I'm not fond of any argument that presumes to ventiloquise for the ancestors.
1. The dead don't get a vote.
2. They lived in other times and climes and never had to deal with a situation exactly like the one we're currently considering.
3.Unless you've consulted them by means of a Ouija board or through the offices of a spirit medium there's no way you could possibly know.
4. We have minds of our own.
The Vice Chancellor also talks about the "complexity" of the issue. This is like saying- "Our finest puzzle solvers have tried to untie the Gordian knot and haven't succeeded so the best thing is to leave it alone."
Then along comes a man with a sword.
The Vice Chancellor is particularly concerned about her own very precious statue of Cecil Rhodes. She says it would be hypocritical to continue taking Rhodes' money (in the form of the scholarships that carry his name) and refuse to display his statue.
Another way of putting this would be "Rhodes bought us and we continue to be in his pocket".
Interesting how it so often comes down to money in the end.
Colston bought Bristol in much the same way.
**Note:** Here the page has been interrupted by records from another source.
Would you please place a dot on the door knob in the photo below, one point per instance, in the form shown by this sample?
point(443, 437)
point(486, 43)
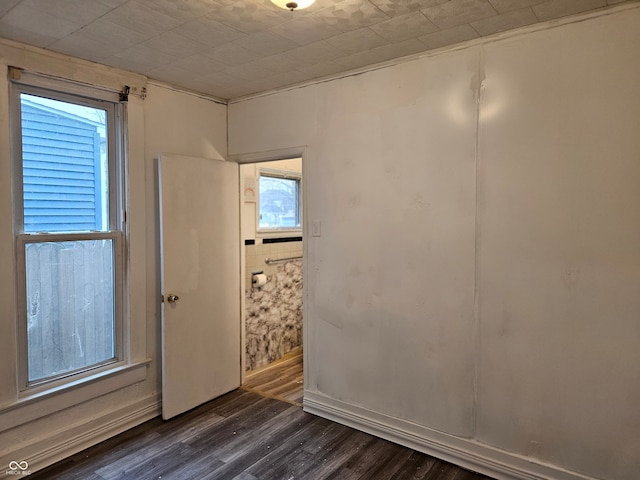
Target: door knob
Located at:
point(171, 298)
And verily he got his reward: a statue, his name plastered over everything, power and influence in the brief time to managed to stay above ground.
I worked once in a town that had been bought by the local mill owner- and his reward was much like Colstons. He'd been dead for the better part of a century but his name and shadow was on everything and resentment still simmered....
To get back to Rhodes:
It wouldn't be so bad if Oriel College kept their statue of the great imperialist indoors but they've got him displayed high up on the outward face of their gatehouse from whence- metaphorically- he gets to wave his dick at every passer-by. They are creating a public nuisance.
Rhodes must fall.
Rhodes will fall.
When you're on the wrong side of history, history will get you in the end.
And to those who say we're erasing our history I have David Olusoga's answer- that the toppling of the statues is history.
The Bastille got itself erased- and is all the more famous for being erased. Had it stood it would now be nothing but a tourist attraction: pay your 15 euros at the door and remember to observe social distancing. In being erased it became a symbol of humankind's refusal to tolerate monarchical oppression- a kind of shorthand for all that was good about the French Revolution.
Much the same thing with the fall of the Berlin Wall.
Much the same thing with the toppling of the statues.